Evan Rail in Prague -
Central Europe might not have created its own Skype yet (click here), but it soon will be home to Skype itself or at least a small part of it.
On December 5, the internet phone service provider, which was sold only 18 months after its launch for $2.6bn, announced a new programming centre in Prague. With the doors set to open in January next year, Skype's Czech office will initially house 30 senior programmers working on the company's core software, currently used by 130m people worldwide for instant messaging, file exchange and internet telephony.
Though Skype already has "satellite" offices in Stockholm and the Estonian university town of Tartu, this is its first programming centre beyond its base in Tallinn, according to Ott Kaukver, Skype's director of engineering.
The future home of 20% of Skype's technical employees, the Czech Republic was Skype's first choice out of 12 Central and Eastern European countries the company considered.
"We chose Prague because of the availability of talent, the good infrastructure and the well-developed educational system," said Kaukver. "And the first interviews that we have done here, the results are super-good."
The company is currently responsible for 5% of all long-distance calls worldwide, said Kaukver, who has close to 700 Skype contacts himself and usually "about 40" Skype conversations going on at the same time. It adds new users, he noted, at the rate of seven per second.
With such growth, the company is starting to outpace the amount of tech workers in its homeland.
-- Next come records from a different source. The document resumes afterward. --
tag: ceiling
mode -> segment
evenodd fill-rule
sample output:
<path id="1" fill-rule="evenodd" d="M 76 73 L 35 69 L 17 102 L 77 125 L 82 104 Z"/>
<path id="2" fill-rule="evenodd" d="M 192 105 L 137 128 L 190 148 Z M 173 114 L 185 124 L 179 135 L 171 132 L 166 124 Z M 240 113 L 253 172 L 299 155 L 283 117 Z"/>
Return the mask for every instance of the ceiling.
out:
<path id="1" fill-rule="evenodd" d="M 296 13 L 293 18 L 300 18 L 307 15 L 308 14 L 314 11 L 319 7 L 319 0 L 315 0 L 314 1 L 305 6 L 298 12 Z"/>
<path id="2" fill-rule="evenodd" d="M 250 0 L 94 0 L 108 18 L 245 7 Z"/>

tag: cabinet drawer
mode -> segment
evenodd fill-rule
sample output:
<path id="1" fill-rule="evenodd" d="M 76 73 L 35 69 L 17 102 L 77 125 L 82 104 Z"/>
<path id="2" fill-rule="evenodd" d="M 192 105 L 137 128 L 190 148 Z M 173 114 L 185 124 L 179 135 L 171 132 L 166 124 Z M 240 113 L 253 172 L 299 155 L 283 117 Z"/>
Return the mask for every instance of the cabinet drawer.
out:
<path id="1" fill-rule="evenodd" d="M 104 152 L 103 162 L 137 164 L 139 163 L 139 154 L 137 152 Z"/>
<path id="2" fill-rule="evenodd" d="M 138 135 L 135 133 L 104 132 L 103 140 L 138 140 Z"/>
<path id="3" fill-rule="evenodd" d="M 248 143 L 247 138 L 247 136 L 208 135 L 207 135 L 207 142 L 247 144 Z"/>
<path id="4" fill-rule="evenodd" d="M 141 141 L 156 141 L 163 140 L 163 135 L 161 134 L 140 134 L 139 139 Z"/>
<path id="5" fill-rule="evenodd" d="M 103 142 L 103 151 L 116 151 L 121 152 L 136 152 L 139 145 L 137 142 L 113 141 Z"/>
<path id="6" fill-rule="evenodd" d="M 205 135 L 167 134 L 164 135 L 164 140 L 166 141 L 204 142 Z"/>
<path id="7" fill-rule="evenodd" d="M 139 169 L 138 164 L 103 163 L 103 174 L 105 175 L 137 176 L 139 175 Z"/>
While Skype currently employs just 285 people in Tallinn, that number already accounts for a substantial share of the local workforce.
"Currently we have 285 people working in Tallinn, of the 350-400 we estimate we will grow to," Kaukver said. "There are perhaps 6,000-7,000 programmers in all of Estonia. If you take the number of Skype employees as a percentage, it's significant."
Other high-tech firms like Playtech, which makes software for online casinos, are also scooping up the limited amount of software developers in Estonia. The Baltic nation is home to just 1.3m inhabitants, or roughly the same population as the Czech capital.
"Our talent pool there showed that in order to grow we would have to expand abroad," Kaukver said. "Based on the data that we received, the talent pool in Prague is more than 10 times bigger."
Like most of his co-workers, Kaukver is 28, the average age of all Skype employees, something which makes party-friendly Prague an appealing second home for the youthful company. Although the centre will make local hires, several of the company's Estonian employees have already offered to move here.
Another principle reason for the move, Kaukver said, is logistics. While Bucharest and other cities might offer plenty of top-shelf talent, Prague's Ruzyne airport has direct flights to both London and Tallinn, Skype's two principal bases.
The arrival of Skype follows similar recent jumps by job website Monster.com and shipping giant DHL, as well as the appearance of several smaller start-ups in Prague, all of whom cited an excellent location and a large pool of talent.
"It's a great place to develop software," said Matthew Gertner, chief technical officer for Allpeers, which makes file-sharing software for the Firefox Web browser. "I think Czech programmers are fantastic, otherwise we wouldn't be here."
But the question remains: will Prague go through the same growing pains as Tallinn, with many employers competing for a relatively small number of employees?
Google in Prague?
Beyond Skype's announcement, other large tech firms are said to be interested in Prague. And several companies which are already here, like DHL, are set to expand in the near future, creating both problems and benefits for start-ups.
"My first reaction, I was panicking," said Gertner. "Now I'm starting to think, Wow.' There's going to be this amazing ecosystem here. And it's always going to be appealing to work for a smaller company like Allpeers."
One of the biggest threats to the hiring pool is the potential cannonball from another big player, Google, which has long been said to have an eye on Central and Eastern Europe, something it is unwilling to confirm.
"Google currently has several R&D centres located across Europe, including Zurich, Moscow, Haifa and others," says Google's Ema Linaker. "We are currently exploring opportunities to open additional operations in Central Eastern Europe and other locations worldwide, but we have nothing to announce at this time."
But rumours abound. One Prague-based software developer said he spoke to a recruiter about working for Google in September. And stories about the company shopping for office space in Prague are commonplace. Google's own jobs website currently lists two openings for "engineering center director", both of which describe duties of recruiting a team of engineers and creating a "world-class R&D organization" from the ground up. One such position is listed in Poland, the other is in the Czech Republic.